I had them give me a phone. It sits on my desk. 99% of 9he time, it's used only for Microsoft Authenticator. (That does not count the seemingly endless "Scam Likely" calls I simply ignore.)
I work in Finland and in all the jobs I've hard for Finnish companies they've either offered to pay for a new phone for me, or offered to pay my phone bill if I kept my personal phone.
Generally I don't actually do anything work-related on my phone, I just use Duo and Okta apps for logins, and have a 2FA application for some site-specific logins.
The hassle of carrying an extra device, charging it, storing it and taking care of it is exactly that: a hassle.
But, do note that we were talking about a phone for 2FA and you're talking about a phone for on-call. I'm too senior for on-call, but I need 2FA daily.
That allows the line between self-owned work and employer-owned work to be thin/non-existent.
That can make it a lot easier for your employer to own your personal projects.
Don't do it. Don't use your corporate laptop for personal things, and don't use your personal equipment for corporate things.
If they want to use 2FA, they need to provide the 2FA device.
What’s that gonna achieve when entire firm has zero trust policy?
As a regular employee, I am just unlikely to refuse the employer's silent requirement to use my own device to log in into their systems. Hell, some companies have even started promoting BYOD (Bring Your Own Device), which is wrong on so many levels.
But yes, my policy is to absolutely never use personal devices for work, and vice versa. Complete and total separation. The laptop I use for work was paid for by my employer.
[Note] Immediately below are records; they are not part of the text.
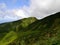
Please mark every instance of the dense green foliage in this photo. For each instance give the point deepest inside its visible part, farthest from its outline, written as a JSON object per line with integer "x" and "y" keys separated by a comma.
{"x": 30, "y": 31}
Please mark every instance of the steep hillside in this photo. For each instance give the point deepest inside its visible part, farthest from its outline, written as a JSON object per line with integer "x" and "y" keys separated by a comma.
{"x": 31, "y": 31}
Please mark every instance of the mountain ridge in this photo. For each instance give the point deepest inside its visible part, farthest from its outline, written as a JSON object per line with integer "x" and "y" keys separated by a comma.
{"x": 38, "y": 32}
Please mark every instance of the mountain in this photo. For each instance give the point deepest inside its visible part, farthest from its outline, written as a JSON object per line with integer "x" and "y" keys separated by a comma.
{"x": 30, "y": 31}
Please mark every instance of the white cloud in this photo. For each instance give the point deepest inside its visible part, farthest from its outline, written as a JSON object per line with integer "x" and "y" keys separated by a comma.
{"x": 43, "y": 8}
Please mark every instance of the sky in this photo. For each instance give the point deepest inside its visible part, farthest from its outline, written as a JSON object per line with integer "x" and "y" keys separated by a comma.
{"x": 12, "y": 10}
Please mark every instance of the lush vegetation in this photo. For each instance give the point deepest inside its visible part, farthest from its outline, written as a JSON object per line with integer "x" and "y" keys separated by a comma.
{"x": 30, "y": 31}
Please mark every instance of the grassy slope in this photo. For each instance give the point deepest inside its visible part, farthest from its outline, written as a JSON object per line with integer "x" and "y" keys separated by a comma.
{"x": 32, "y": 31}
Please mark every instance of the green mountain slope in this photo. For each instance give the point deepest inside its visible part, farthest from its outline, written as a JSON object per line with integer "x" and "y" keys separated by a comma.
{"x": 31, "y": 31}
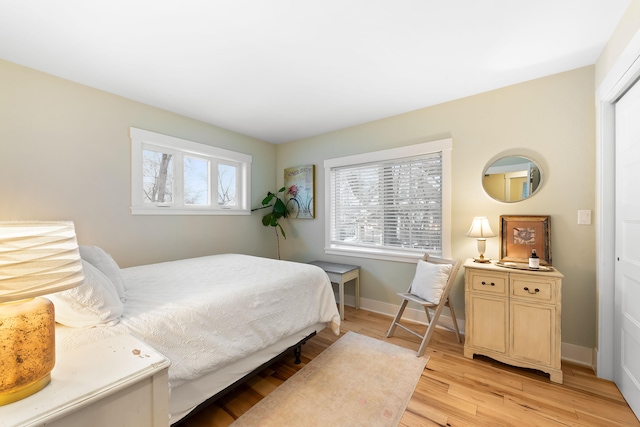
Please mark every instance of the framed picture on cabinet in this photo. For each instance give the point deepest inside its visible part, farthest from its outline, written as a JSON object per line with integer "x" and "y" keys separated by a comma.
{"x": 520, "y": 234}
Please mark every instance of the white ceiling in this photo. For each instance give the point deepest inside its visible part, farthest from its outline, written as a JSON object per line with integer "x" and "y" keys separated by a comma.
{"x": 280, "y": 70}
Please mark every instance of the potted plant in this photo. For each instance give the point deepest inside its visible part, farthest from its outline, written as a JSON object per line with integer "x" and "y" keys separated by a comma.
{"x": 278, "y": 210}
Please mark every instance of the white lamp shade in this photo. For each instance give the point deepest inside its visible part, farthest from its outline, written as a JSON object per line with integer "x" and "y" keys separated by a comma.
{"x": 480, "y": 228}
{"x": 37, "y": 258}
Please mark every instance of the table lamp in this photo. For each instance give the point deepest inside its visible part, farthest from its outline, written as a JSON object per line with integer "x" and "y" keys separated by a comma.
{"x": 480, "y": 229}
{"x": 36, "y": 258}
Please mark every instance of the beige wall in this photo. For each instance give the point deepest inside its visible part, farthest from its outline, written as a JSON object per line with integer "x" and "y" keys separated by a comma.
{"x": 65, "y": 154}
{"x": 550, "y": 119}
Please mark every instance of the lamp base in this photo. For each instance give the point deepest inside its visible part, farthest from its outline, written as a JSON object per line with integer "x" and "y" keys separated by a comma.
{"x": 27, "y": 347}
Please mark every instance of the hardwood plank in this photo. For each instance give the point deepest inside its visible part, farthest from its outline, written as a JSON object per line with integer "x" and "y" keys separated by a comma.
{"x": 453, "y": 391}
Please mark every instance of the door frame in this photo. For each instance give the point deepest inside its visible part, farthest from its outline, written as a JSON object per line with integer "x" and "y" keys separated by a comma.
{"x": 618, "y": 80}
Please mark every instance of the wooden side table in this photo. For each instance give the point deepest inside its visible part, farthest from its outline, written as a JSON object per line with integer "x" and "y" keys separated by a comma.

- Offer people a cell phone stipend, which the employee may or may not accept.
or:
- Issue a security key.
We choose to go with "We are issuing you a security key, bbbbuuuttt you can choose instead to use your phone at your discretion."
In the worst case I would be prepared to be fired over this issue.
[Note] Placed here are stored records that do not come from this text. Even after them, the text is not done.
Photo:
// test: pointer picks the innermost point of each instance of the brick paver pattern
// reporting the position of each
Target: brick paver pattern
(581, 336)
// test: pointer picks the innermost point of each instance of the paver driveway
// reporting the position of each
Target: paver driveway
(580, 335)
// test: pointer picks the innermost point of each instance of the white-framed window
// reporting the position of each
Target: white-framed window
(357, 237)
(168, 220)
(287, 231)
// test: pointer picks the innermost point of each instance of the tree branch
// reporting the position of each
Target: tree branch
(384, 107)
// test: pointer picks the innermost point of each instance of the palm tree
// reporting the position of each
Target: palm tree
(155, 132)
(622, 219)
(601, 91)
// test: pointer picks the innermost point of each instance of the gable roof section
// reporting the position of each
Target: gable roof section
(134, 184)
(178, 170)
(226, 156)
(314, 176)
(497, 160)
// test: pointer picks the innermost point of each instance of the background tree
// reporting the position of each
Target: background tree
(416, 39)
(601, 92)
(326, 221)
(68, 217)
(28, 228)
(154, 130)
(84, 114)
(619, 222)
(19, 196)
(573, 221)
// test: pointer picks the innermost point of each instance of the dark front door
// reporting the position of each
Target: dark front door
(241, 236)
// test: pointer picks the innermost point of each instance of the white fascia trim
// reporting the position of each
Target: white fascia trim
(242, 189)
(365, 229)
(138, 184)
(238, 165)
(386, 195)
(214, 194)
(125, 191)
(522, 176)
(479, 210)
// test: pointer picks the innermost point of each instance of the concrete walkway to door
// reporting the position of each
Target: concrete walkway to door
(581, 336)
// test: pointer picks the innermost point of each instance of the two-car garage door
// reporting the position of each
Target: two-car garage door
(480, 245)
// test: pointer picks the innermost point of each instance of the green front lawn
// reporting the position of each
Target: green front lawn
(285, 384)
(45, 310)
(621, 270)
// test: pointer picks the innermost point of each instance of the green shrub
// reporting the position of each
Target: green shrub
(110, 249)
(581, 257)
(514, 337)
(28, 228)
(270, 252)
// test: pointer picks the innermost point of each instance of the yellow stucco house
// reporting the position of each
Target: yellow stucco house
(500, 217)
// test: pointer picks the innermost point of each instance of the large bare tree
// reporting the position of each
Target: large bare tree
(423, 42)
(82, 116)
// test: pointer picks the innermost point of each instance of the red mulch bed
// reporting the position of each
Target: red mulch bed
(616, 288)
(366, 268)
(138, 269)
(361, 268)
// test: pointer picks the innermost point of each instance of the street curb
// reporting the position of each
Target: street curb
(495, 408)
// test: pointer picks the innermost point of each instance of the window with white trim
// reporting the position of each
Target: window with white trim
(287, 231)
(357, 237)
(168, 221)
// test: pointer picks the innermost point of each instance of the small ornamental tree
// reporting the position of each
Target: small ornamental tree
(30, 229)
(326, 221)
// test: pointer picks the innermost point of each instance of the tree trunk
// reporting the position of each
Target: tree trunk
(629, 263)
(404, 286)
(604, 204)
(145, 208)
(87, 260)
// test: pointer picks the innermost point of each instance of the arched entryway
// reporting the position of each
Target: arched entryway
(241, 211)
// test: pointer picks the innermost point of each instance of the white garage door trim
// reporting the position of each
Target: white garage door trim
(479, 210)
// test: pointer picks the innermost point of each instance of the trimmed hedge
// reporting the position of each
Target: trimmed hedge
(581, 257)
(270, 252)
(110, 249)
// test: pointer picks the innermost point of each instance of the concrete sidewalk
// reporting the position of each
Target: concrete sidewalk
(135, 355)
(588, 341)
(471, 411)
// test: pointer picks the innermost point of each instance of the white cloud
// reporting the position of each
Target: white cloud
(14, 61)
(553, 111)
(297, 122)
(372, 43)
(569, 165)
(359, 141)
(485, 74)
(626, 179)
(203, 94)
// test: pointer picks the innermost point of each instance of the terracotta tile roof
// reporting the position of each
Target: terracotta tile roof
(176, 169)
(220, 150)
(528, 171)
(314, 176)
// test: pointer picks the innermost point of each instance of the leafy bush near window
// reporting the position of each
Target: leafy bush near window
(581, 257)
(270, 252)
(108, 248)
Why should anyone "be grateful" for the salary they are owed? They fulfilled their side of the contract.
For that matter, why should employees have to waste their own salary if their employers can't afford a phone to run the apps they require? They should be looking around and getting ready to jump ship.
The whole time I thought: "I'm so glad I had the opportunity to go to college and get into this field".
But not once did I think, "I'm so glad my company is so gracious to pay me".
Yes, we are paid well for working in easy conditions, but it is commiserate to the value we provide due to the stuff in our heads. It's not because our companies are generous.